I’m TV writer Brian D. Bradley, and this is my newsletter where I will write about TV writing, the shitshow that is showbiz, and other related musings—or at least that’s the idea.
I’m writing this on December 31, a day when many lightly used journals and notebooks get dusted off so their pages can be filled with hopeful resolutions for the new year. I did it myself just this morning. I imagine many of you probably scrawled something along the lines of “Finish script.” And maybe you wrote it nice and dark, REALLY pushing that pen into the paper to mask the lingering doubts you have about completing that goal. I may have done that too.
As I was planning this newsletter, I made myself write down 20 possible post topics to see if I actually had anything to offer. They had titles ranging from “Is My Idea a Show?” to “Holy Shit! Someone Else Just Sold My Show!” to “Welcome Post,” which you are currently reading.
But for my first entry to The Punch Up on this final day of 2024, I thought I might tell you a little story about tidying up.
I was around nine when I figured out I couldn’t draw. I’d been a committed doodler for the entirety of my short life, specializing in spaceships, roller coaster designs, and, most keenly, superheroes. It was the heroes that did me in.
I loved comic books and animation (formerly known as “cartoons”). The more superheroic, the better. If a character wore spandex and could shoot bolts of energy from their hands, that was my shit. And if they were part of a team that flew around on a high-tech jet, even better. I was 100% certain I would be an illustrator when I grew up, so I busied myself creating a catalog of heroes with names like Flamestar, Nightfire, and The Inferno (my early stuff was heavily fire-based). I filled spiral notebooks, legal pads, and reams of continuous dot-matrix printer paper with my ideas. The only problem was, my drawings sucked. Even worse, I had proof—my own two eyes.

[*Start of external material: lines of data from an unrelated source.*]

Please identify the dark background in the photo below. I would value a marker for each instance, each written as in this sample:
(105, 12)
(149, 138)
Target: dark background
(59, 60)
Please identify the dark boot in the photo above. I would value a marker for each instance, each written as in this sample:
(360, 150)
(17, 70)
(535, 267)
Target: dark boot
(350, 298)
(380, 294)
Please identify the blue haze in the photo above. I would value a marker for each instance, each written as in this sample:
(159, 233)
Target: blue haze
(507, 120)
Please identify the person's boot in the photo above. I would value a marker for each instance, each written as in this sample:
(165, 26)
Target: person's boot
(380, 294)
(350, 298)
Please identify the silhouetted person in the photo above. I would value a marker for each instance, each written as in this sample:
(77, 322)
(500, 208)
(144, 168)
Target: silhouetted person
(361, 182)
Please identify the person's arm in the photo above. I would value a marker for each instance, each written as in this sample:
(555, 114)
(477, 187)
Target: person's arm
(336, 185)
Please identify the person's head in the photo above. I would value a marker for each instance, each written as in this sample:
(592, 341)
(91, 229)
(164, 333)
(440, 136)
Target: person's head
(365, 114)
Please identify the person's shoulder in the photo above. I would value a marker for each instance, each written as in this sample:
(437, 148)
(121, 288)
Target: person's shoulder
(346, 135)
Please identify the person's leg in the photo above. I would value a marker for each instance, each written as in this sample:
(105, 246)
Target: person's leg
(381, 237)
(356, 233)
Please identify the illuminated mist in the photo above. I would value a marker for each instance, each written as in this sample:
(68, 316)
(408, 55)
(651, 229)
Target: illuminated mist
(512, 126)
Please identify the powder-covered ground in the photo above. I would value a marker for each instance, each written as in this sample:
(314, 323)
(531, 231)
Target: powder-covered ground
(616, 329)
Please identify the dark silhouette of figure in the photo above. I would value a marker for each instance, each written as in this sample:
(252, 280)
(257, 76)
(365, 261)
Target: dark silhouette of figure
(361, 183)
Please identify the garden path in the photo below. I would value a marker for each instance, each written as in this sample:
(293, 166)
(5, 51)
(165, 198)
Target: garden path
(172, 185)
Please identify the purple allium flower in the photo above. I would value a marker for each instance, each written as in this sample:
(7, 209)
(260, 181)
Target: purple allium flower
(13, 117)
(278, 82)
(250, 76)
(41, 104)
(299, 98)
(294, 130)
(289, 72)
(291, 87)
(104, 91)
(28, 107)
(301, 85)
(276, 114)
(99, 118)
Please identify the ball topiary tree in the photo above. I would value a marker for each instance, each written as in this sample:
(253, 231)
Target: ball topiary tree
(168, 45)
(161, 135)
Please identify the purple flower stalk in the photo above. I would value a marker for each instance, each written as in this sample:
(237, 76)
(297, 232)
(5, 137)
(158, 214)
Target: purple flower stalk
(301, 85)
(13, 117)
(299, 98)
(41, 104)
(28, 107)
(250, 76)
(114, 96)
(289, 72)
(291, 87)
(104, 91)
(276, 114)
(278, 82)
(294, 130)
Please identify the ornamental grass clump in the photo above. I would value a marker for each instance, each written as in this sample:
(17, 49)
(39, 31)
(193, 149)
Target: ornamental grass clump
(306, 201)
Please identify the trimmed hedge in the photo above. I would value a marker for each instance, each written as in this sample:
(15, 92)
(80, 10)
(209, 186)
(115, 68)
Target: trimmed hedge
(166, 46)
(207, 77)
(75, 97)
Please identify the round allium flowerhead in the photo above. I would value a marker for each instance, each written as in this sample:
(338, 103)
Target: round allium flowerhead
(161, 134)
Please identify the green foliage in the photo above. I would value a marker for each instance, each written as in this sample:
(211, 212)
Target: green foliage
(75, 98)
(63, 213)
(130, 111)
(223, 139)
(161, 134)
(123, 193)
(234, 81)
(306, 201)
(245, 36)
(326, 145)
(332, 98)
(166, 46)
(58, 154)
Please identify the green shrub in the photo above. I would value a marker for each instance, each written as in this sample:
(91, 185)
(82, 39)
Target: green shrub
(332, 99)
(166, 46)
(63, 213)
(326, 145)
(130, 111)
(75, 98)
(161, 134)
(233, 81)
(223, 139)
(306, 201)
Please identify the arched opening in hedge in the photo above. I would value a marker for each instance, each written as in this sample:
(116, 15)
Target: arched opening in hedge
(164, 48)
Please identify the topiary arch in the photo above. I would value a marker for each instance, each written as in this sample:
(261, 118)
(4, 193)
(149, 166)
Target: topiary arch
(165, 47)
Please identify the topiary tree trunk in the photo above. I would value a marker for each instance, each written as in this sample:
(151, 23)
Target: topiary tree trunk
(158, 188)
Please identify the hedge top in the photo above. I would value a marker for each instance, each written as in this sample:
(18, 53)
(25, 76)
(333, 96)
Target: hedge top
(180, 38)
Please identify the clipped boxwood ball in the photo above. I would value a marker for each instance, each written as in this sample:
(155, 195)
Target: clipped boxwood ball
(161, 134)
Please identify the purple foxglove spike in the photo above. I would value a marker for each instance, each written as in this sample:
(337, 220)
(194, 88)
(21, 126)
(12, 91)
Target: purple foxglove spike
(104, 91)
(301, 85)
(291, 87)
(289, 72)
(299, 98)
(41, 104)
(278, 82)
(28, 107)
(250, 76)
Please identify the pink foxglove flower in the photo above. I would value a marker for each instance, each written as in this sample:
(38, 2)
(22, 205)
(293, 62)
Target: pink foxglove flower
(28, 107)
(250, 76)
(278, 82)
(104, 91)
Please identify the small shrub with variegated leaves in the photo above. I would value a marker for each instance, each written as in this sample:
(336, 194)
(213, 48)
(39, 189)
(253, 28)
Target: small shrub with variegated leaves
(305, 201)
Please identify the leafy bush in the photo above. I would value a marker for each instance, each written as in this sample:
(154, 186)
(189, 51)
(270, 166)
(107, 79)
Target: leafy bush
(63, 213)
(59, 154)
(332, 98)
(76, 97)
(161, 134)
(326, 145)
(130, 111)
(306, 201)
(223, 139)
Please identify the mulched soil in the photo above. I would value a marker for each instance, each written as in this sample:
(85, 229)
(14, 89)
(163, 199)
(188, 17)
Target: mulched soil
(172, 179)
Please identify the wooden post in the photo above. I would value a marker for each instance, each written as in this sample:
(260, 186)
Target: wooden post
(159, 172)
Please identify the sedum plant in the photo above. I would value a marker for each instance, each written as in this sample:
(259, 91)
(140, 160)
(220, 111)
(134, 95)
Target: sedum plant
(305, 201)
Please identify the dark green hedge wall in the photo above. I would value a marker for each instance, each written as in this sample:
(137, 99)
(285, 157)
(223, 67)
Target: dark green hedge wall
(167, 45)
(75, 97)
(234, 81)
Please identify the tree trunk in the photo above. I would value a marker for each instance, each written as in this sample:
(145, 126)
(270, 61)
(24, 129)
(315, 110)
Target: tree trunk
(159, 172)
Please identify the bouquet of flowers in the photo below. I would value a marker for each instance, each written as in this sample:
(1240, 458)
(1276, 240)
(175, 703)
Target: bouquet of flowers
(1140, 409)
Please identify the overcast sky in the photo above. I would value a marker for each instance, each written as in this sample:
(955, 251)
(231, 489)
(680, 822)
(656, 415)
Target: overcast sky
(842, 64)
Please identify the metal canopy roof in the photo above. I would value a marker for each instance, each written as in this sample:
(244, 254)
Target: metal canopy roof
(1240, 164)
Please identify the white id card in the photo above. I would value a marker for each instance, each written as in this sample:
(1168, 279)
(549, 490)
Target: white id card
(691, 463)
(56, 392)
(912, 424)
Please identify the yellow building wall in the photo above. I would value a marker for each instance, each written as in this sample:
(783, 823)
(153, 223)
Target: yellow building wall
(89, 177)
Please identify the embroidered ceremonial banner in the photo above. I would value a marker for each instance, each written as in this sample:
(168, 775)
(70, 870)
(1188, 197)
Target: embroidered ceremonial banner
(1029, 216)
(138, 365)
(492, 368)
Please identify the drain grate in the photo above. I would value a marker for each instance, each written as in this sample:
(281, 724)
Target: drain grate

There was an older kid in our neighborhood named Mike who also liked to draw. Mostly badass metal stuff like rotting skeletal astronauts sitting in the cockpits of crashed spaceships and hot girls on dragons. Compared to my drawings, his work leaped off the page. Even adjusting for the age difference, it was clear that my badly proportioned, malformed, unshaded abominations weren’t going to fast-track me to an incredible life as an illustrator. This was my first career crisis. It would not be my last.
But lucky for me, a kid’s brain is more malleable than the grown-up version. Faced with this artistic setback, I simply pivoted. My characters were alive in my head. I knew their origin stories, powers, and weaknesses. I knew who they loved and the nemeses who stood against them. If I couldn’t draw them into existence, I could describe them. Soon that printer paper was filled with words instead of drawings. Long stories of good guys fighting bad guys and saving towns, cities, and entire worlds. And though it would be many years before I’d feel comfortable calling myself a writer, I had, nevertheless, just become one.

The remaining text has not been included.